To kick off the evening, I would like to bring up a piece that has been in the popular eye this past week: Reinhart & Rogoff’s “Growth in a Time of Debt.” This paper analyzes historic patterns of GDP growth and Debt:GDP ratios. The key conclusion of the paper is that there is a threshold when debt exceeds 90% of GDP which causes GDP growth to drop sharply. As is often the case, people who want this story to be true have taken it and run with it, giving the paper 450 citations in just under 2 years.
What makes this newsworthy is that a recent study was published attempting to replicate these results. As is detailed at great length here, replicating the published numbers took two methodological judgement calls and one miscoding of the excel data. The linked piece explains the exact nature of the methodology in substantial detail, but the bottom line is that the judgement calls that were made systematically strengthened the effect that was reported. What elevates this to a scientific pecadillo, if not quite a capital sin, is that these methodological decisions, and more importantly their impact on the findings, were not apparent from the original paper.
Of course, most of the attention has gone to the straight up coding error that simply excluded some observations. These absent observations happened to also reinforce the observed effect to the tune of 0.3 percentage points of growth. For context, the original study concluded that average growth for nations under high debt loads was actually negative (-0.1%). By correcting the excel coding and reversing the methodological judgement calls, the replicators estimated a growth rate of 2.1% under high debt, which was still lower than under lower debt (60% of GDP).
So taking a step back, there seem to be two strikes against this from a scientific perspective. First, and I would argue most fundamental, is that the conclusions were driven by subjective decisions and that the nature of these decisions was not communicated in the paper. Second, and unfortunately getting the most press coverage, is the data coding error. These authors actually got of lightly in that regard. I stumbled across this post, that captures an unequivocal retraction due to an Excel coding error (for bonus points, look carefully at the blog’s name).
What makes the Reinhart & Rogoff case so chilling is that it seems plausible that someone based decisions off of their results. While in the scientific community we routinely argue for a greater use of scientific evidence in decision-making, I feel many or most of us lack the appropriate level of terror that someone might actually listen to findings of ours that happen to be wrong. Over in the neuroscience field (them brain surgeons), there is some concern right now over the effects of a literature populated by studies with low levels of replication.

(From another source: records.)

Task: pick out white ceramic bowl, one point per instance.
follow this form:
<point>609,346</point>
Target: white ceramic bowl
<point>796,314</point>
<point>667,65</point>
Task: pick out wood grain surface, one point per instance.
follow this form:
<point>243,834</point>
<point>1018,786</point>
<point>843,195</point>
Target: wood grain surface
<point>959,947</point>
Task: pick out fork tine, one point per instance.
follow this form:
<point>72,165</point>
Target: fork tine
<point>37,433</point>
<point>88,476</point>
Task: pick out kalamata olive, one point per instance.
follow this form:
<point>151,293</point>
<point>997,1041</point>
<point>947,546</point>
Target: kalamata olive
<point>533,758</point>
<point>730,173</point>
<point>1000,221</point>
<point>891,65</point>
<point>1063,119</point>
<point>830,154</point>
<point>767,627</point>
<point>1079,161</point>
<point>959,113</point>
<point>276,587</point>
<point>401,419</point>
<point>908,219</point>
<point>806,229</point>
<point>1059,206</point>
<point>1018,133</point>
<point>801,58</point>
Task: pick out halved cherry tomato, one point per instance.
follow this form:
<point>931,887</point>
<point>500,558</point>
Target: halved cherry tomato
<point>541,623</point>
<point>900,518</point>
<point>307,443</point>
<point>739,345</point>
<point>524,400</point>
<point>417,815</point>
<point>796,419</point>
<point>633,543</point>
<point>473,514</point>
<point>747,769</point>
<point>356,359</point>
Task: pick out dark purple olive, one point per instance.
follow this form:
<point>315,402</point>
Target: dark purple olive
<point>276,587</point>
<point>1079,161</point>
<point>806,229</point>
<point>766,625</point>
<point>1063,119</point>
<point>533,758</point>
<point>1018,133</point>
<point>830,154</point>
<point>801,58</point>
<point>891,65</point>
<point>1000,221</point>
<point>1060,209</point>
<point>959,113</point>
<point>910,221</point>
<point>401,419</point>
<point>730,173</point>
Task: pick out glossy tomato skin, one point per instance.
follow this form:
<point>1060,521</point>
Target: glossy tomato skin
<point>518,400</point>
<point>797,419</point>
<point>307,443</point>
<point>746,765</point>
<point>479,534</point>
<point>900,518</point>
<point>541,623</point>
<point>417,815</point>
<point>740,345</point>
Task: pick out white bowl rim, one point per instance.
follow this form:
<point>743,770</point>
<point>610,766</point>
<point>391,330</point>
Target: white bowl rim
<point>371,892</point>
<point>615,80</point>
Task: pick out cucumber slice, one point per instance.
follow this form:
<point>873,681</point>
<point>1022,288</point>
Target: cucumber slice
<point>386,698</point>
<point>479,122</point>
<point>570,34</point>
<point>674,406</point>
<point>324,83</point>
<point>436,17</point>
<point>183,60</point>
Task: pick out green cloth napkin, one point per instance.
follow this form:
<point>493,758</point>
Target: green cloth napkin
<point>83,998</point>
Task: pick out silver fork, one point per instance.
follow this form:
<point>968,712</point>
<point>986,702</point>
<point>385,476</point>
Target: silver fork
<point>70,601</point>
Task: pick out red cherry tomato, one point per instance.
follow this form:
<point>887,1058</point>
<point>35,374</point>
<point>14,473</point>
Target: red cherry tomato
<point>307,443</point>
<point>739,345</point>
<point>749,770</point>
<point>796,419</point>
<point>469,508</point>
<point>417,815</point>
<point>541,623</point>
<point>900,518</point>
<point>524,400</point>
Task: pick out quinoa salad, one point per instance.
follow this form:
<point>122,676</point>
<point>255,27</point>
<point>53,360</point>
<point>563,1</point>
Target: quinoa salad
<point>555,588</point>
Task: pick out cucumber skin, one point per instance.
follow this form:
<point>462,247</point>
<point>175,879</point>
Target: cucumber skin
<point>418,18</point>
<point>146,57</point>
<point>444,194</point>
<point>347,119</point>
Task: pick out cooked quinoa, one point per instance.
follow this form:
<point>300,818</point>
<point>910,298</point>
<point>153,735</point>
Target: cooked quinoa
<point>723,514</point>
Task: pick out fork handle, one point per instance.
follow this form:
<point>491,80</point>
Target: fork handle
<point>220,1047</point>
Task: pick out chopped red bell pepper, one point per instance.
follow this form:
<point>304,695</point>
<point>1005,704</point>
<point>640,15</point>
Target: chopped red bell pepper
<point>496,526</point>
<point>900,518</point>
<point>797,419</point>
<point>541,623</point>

This relates to an interesting phenomenon called the “Decline Effect” which observes a surprisingly consistent tendency for observed effects of phenomena to diminish over time (if the author’s name seems familiar, it may be because his career imploded when it came out that he had fabricated portions of a book he wrote). While underpowered studies can make it difficult to detect an effect, they also make it possible to observe very strong effects, the kind of multiple asterisk effects that have you rushing to a high-impact journal. When people listen to such a study, like in the “vaccines cause autism” study (n = 12), things gang aft agley.
So what’s my point here? Simply this: Most of us are dedicating, or have already dedicated, a great deal to the proposition that the world can be made a better place through a judicious application of science. We should really make sure that our personal work, and as much as we can our broader field, are up for that.
To end on a lighter note, here is an interesting paper which I think should be required reading for everyone embarking on a career in research. The first papers to reference this article came out a few months after the paper was published and can be found in the letters section of the journal Diabetes Care. While the blogosphere is largely in on the joke, the article has been cited 167 times in Web of Science, including 4 so far this year. In my limited sampling, the paper has generally been taken at face value by the people whose research may be incorporated into [insert name of diabetic loved one here]’s treatment.